The increasing pressures of early bethrothal is perhaps the most difficult to endure. Sirisha, 19, who is in the second year of graduation, lamented that three of her close friends have gotten married and their dreams of studying further have come to an end. Gugulothu Indu, 17, a 12th grader from Yembamla village says, “I have kept in touch with my friends and made calls to Childline to report that their marriages were fixed. I am glad that their weddings have been postponed, if not totally stopped.” Like Indu, many girls have not yet given up on a brighter tomorrow in spite of dire odds made harsher by the lockdown. Undeterred, they work hard so as to use their earnings on mobile phones that are equipped to access online classes—devices that can cost between Rs 7,000 to Rs 12,000.
Fifteen-year-old Shailaja, studying in 10th grade, is a leader of the Girls’ Committee in her village Istalapuram and is determined to keep up her studies “to make my mother proud”. “My father is an alcoholic, abusive and does no work. My mother has sacrificed a lot to educate my brother, twin sister and myself. I used my savings to buy a mobile phone for Rs 10,000 to attend online classes, watch good videos and improve my knowledge. I cannot give up.” Chandana, also from Istalapuram, studying in the 12th grade, echoes the same determination. “I am taking online tutorial classes to prepare for the qualifying examinations for entry into professional colleges. It is very difficult to adjust work and online classes, but I do it.”

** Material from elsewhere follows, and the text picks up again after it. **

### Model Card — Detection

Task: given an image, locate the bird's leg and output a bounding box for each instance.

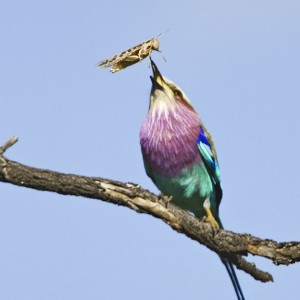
[203,199,220,229]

For Shailaja, a 10th grader from Istalapuram, Andhra Pradesh, juggling online classes and her job as a lemon harvester is all in a day’s work. Photo Courtesy: Shantha Sinha
Shailaja and Chandana are part of a small minority, however. Online education is a distant dream for most rural children. According to a UNICEF report, only one in four children in India has access to the devices and internet connectivity necessary for digital learning. Moreover, there is a large rural–urban and gender divide barring the way. According to the Global Education Monitoring Report 2020, only 12 per cent of households in the poorest countries have internet access at home, and access to mobile internet is 26 per cent lower for women and girls than for their male peers. These figures are supported by a 2020 UNICEF report which states that at least every seventh girl globally has been unable to access remote learning when schools are closed.
While these girls from poor, marginalized and vulnerable families’, daughters of illiterate parents, are putting up stiff resistance to structural inequities and patriarchal norms, it is imperative that they not stand alone. Governments at all levels must propel state action to reach out and relieve them from labour force, stop child marriage and protect freedom and rights of girls. Without this support in terms of educational material, digital tools, food security, health and hygiene provisions and scholarships, such children are being left behind in the worst way—with lost futures they are trapped in generational cycles of poverty and deprivation. Stories of such girls must become visible. Their pleas must be heard.
Child-rights activist, Shantha Sinha is the founder of MV Foundation and a professor of political science at Hyderabad Central University. She received the 2003 Ramon Magsaysay award and the Padma Shri in 1999.